The Emory site may in some cases offer quicker access to the texts once
you've identified which one you want.
- At the top of the home page for the Pecha collections
are links to manifests (lists) of the titles accompanied by descriptions
of their contents and corresponding links to the digitized texts.
- Displayed on the first row are links to the TBRC site's annotated lists
for each collection which, in turn, will display links for each title
back to the Emory copies of the texts as well as to the TBRC copy
of each text. Note: you need to install the localizer
script for
the Emory links to be displayed on the TBRC site. When you click on a
title, you open a web page that will have a link back to the Emory copy
of the text (click on the phrase "Available in Emory Tibet Digital
Library Library!") and also a link to the
TBRC copy of the text (click the "View Digital Text" link).
Sometimes one link is faster than the other.
- Below the links to the TBRC site are local Emory manifests for collections
1 and 2, reflecting an earlier phase of the project and currently serving
as a back-up to the TBRC site for those collections.
- To render the Tibetan fonts correctly, install the Tibetan
Machine Web font family.
- Using the Emory copies of digitized texts
- Clicking on the "Available in Emory" link takes you
to an index page of the digitized texts at Emory. The index page
has a link back to the Pecha collections home page ("parent
directory"),
a link to pdf images of each volume ("ebooks") and
a link to tiff images of the same texts ("images").
The ebooks pdf files are most useful for practical purposes because
they are both readable and smaller in file size.
- Clicking on the "ebooks" link takes you to a list
of all the volumes for a particular
title. The numbers in the links reference the title work number
and the volume number. The default sort order is by these numbers.
Clicking on the "Size" header will re-sort the list by size.
- Each volume link takes you to one pdf file containing all
the pages of that volume.
- You can use Acrobat
Pro to print three or four pdf pages on
one sheet, e.g., go to the Print Dialog then to Page Scaling
then to Multipage/sheet then to Custom then select 1x4. Third
party Acrobat plug-ins like Quite
Imposing allow you to manipulate printing
with even greater flexibility.
- Using the local "manifest" or index for collections 1 and 2.
- Texts are grouped by genre or tradition which are hyperlinked in
a table at the top of the page.
- Use the table at the top to navigate to a genre or use your web
browser's find function to locate a specific title.

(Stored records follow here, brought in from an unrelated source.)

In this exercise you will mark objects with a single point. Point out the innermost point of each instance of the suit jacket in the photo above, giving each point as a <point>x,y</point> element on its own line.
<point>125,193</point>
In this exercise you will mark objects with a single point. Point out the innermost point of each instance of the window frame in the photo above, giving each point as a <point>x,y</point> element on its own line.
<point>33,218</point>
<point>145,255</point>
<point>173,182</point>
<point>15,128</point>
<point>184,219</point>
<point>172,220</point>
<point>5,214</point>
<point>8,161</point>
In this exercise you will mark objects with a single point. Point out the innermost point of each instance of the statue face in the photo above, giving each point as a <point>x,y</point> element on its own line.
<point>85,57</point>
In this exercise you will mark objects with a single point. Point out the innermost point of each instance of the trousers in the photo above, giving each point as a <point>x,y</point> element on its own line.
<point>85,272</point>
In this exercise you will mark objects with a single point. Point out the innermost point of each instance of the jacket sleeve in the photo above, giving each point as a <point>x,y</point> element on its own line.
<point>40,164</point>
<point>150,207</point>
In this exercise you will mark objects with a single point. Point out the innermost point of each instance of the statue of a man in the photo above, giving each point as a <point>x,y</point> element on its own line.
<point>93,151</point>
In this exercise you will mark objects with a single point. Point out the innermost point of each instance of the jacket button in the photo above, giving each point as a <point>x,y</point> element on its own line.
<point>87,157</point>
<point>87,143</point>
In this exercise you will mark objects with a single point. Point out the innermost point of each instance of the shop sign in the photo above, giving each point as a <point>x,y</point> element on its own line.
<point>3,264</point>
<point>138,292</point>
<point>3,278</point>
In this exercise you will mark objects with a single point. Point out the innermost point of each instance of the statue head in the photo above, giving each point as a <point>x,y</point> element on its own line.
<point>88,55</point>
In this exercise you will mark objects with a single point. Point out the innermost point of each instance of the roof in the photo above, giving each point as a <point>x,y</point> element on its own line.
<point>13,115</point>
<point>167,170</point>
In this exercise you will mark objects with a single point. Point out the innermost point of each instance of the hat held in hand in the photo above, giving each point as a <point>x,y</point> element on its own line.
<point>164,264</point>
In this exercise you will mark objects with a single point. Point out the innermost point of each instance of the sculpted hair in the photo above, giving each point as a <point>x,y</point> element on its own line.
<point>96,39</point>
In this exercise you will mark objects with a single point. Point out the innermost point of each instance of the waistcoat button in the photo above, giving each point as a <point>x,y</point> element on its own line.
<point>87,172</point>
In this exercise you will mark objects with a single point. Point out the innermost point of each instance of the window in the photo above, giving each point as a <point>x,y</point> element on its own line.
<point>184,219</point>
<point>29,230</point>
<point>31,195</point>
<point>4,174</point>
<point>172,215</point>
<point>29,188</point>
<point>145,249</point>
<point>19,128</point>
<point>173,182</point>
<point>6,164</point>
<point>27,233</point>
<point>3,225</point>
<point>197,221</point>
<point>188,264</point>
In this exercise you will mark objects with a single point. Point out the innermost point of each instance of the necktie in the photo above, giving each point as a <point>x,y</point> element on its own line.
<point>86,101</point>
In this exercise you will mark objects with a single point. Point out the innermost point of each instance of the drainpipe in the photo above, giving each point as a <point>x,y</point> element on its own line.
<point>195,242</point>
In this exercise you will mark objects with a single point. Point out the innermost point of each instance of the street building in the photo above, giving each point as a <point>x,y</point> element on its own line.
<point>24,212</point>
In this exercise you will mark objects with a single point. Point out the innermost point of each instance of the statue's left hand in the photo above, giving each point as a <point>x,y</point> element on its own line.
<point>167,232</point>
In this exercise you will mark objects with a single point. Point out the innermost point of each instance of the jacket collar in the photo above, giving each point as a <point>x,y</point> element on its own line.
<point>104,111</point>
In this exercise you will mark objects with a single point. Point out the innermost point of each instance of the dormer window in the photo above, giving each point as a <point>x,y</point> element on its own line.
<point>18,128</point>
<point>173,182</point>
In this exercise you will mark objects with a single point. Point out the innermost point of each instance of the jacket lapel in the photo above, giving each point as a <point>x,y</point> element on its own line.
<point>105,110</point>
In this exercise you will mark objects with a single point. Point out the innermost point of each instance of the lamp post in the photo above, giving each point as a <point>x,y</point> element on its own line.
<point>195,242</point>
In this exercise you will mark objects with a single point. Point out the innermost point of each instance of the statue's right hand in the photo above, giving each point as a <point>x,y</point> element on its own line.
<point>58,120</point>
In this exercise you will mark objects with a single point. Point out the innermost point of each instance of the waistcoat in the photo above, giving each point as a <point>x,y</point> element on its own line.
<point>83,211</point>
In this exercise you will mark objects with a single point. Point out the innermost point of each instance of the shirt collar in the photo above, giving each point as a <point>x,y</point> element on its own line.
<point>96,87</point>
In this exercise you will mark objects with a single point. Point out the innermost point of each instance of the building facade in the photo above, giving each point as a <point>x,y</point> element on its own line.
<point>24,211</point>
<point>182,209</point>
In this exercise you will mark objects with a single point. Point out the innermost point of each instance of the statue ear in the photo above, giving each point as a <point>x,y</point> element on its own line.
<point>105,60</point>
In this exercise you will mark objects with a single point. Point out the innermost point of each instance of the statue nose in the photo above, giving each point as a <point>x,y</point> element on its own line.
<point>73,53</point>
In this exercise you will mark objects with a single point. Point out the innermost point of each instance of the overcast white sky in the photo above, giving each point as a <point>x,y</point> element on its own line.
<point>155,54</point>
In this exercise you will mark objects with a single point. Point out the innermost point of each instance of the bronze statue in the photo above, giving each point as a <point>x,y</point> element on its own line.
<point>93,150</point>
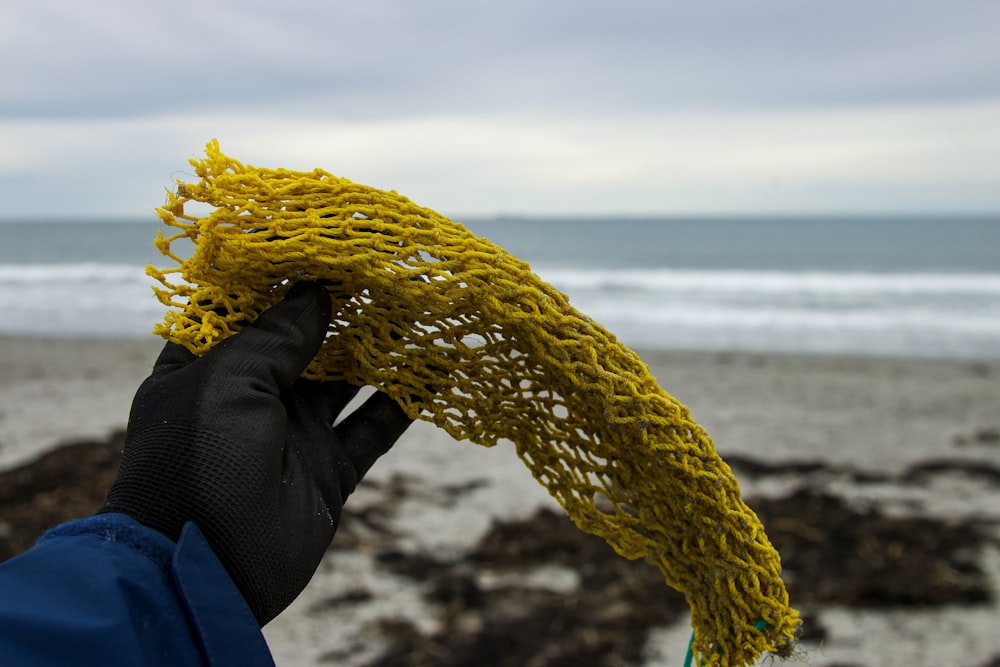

- The title links are labelled with TBRC work numbers (all start
with the letter W) and the numbers following the work number refer
to the volumes of that title.
- The LCCN number refers to the Library of Congress catalog number
for the corresponding print text, if available, and can be used to
locate easily the standard catalog record in the Library of Congress
catalog or the WorldCat union
catalog. Summary records can also be found in EUCLID using the keyword
phrase
"Research
library of scanned Tibetan literature."
Localizer Script
Emory Libraries has created a browser
extension for Firefox which runs on the TBRC site whenever a list of
titles is displayed. It determines which of the titles Emory has digital
copies of and provides a link to them.